When developing any software that accepts user input, programmers must take great care to “sanitise” that input to guard against content which, if passed to libraries, operating systems, or included in output generated by the program might damage or hijack the system in various ways. For example, consider the “SQL injection attack” that figures in the classic xkcd 327 “Liittle Bobby Tables” cartoon.

Here, the string in panel 3, keyboarded from a paper form and then passed to a database on an SQL command, used an embedded quote to terminate the string, then entered an executable command to delete the entire database of students.

SQL injection has been the vector for “hacking” incompetently designed Web sites, in particular those foolish enough to use WordPress, which has no coherent concept of quoting things and is built on top of PHP, arguably the worst and most poorly designed widely-used programming language in history and around the world. But there are many other ways user input can break everything from parsers to low-level operating system and network services.

Max Woolf, “minmaxir” on GitHub, has compiled a tremendously valuable resource, the “Big List of Naughty Strings”, now available on GitHub in several formats, from plain text to a JSON data structure for automated testing.

The list contains numerous categories of strings which might cause problems when input by a user. Here are just a few.

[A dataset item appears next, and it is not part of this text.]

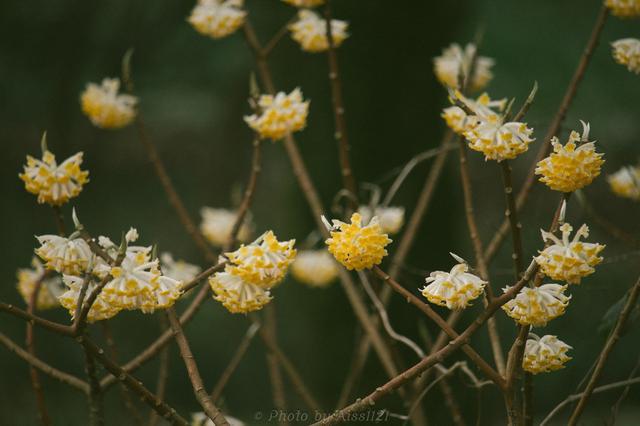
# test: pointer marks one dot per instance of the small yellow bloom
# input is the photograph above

  • Strings which may be used elsewhere in code
  • Strings which can be interpreted as numeric
  • ASCII punctuation
  • Non-whitespace C0 controls
  • Whitespace
  • Strings which contain misplaced quotation marks
  • Strings which contain two-byte letters
  • Japanese Emoticons
  • Right-To-Left Strings
  • Unicode Upsidedown
  • Script Injection
  • SQL Injection
  • Server Code Injection
  • Unwanted Interpolation
  • File Inclusion
  • MSDOS/Windows Special Filenames
  • Innocuous strings which may be blocked by profanity filters
  • Terminal escape codes

If you don’t want to clone and install the whole package, here is a direct link to the raw text file. If displaying this with your browser instead of directly downloading it ends badly, don’t blame me.

Just wait until Elon Musk’s son “X Æ A-Xii” (originally named “X Æ A-12”) goes to school.